I have the pandas dataframe,
data = pd.DataFrame([['1001','2020-03-06'],
                     ['1001','2020-04-06'],
                     ['1002','2021-04-02'],
                     ['1003','2022-07-08'],
                     ['1001','2020-09-06'],
                     ['1003','2022-04-04'],
                     ['1002','2021-06-05'],
                     ['1007','2020-09-08'],
                     ['1002','2021-12-07'],
                     ['1003','2022-12-06'],
                     ['1007','2020-02-10'],
                     ], 
                    columns=['Type', 'Date'])
I need to Group by each id and then apply the monthly difference in each id to get monthly frequency number
I tried out : Solution :
data['Date'] = pd.to_datetime(data['Date'])
data['diff'] = data.groupby(['Type'])['Date'].apply(lambda x:(x.max() - x)/np.timedelta64(1, 'M'))

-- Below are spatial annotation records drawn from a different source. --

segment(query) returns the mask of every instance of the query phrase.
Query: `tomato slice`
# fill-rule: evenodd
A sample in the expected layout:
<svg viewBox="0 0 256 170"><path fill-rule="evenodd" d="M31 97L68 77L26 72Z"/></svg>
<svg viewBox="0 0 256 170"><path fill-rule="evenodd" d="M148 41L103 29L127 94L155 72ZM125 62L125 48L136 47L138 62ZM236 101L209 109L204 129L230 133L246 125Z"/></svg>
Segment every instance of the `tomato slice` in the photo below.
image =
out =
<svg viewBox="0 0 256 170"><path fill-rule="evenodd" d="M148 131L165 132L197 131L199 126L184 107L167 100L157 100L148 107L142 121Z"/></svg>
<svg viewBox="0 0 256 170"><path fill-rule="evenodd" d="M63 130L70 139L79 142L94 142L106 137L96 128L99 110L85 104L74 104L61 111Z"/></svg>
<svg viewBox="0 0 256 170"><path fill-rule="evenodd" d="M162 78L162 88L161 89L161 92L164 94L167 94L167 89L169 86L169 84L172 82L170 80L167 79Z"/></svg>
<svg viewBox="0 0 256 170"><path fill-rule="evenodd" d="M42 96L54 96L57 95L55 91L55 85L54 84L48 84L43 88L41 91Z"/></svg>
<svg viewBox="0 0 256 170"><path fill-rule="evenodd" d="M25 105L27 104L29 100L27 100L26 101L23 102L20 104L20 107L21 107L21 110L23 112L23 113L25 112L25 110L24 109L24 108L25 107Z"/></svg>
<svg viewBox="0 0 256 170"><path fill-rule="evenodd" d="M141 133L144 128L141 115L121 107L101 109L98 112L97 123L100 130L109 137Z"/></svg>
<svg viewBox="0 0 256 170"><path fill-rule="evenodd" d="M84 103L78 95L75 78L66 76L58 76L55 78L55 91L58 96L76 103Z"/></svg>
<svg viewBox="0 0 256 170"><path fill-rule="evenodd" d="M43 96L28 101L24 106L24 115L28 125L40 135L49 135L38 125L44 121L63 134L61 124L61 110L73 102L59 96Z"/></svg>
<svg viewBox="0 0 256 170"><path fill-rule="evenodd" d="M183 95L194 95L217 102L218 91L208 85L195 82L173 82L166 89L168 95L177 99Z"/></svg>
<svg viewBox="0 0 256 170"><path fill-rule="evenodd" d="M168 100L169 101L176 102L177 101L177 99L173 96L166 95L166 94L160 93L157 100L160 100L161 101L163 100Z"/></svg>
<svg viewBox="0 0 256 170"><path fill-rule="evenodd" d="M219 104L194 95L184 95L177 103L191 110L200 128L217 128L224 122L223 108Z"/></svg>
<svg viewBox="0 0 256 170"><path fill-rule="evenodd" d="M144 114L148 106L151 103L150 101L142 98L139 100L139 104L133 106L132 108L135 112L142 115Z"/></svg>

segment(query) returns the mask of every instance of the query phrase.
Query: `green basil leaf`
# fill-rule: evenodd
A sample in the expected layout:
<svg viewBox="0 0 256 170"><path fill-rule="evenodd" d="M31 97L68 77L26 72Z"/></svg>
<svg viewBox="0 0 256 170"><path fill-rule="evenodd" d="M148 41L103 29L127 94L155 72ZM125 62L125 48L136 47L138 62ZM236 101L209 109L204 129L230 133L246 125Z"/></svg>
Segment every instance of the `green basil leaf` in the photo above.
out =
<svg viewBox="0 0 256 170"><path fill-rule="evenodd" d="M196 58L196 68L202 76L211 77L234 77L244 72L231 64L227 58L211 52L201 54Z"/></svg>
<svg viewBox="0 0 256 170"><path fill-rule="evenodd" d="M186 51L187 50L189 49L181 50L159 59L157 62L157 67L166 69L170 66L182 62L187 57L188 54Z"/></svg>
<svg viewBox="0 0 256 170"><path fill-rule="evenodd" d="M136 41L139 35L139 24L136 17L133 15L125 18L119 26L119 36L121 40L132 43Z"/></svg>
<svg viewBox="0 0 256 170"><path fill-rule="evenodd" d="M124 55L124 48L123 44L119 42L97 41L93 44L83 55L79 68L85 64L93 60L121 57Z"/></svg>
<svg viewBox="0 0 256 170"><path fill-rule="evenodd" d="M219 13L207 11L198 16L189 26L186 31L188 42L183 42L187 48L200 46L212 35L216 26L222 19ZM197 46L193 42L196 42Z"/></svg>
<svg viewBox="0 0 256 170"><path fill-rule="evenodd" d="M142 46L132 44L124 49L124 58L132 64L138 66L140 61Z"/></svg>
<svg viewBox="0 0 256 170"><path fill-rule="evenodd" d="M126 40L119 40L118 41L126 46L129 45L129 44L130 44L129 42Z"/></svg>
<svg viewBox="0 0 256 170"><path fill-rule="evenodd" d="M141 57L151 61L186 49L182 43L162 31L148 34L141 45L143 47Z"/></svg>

data['diff'] = data['diff'].astype(int) 
data = data.sort_values('Type')
I am expecting the Output dataframe :
Dataframe :         ([['1007','2020-09-08', 0],
                     ['1007','2020-02-10', 7],
                     ['1003','2022-12-06', 0],
                     ['1003','2022-07-08', 5],
                     ['1003','2022-04-04', 3],
                     ['1002','2021-12-07', 0],
                     ['1002','2021-06-05', 6],
                     ['1002','2021-04-02', 2],
                     ['1001','2020-09-06', 0],
                     ['1001','2020-04-06', 5],
                     ['1001','2020-03-06', 1],
                     ], 
                    columns=['Type', 'Date', 'MonthlyFreq'])
Advertisement
Answer
You can use period objects to calculate the number of monthly periods in between 2 dates:
data['Date'] = pd.to_datetime(data['Date'])
data = data.sort_values(['Type', 'Date'], ascending=False)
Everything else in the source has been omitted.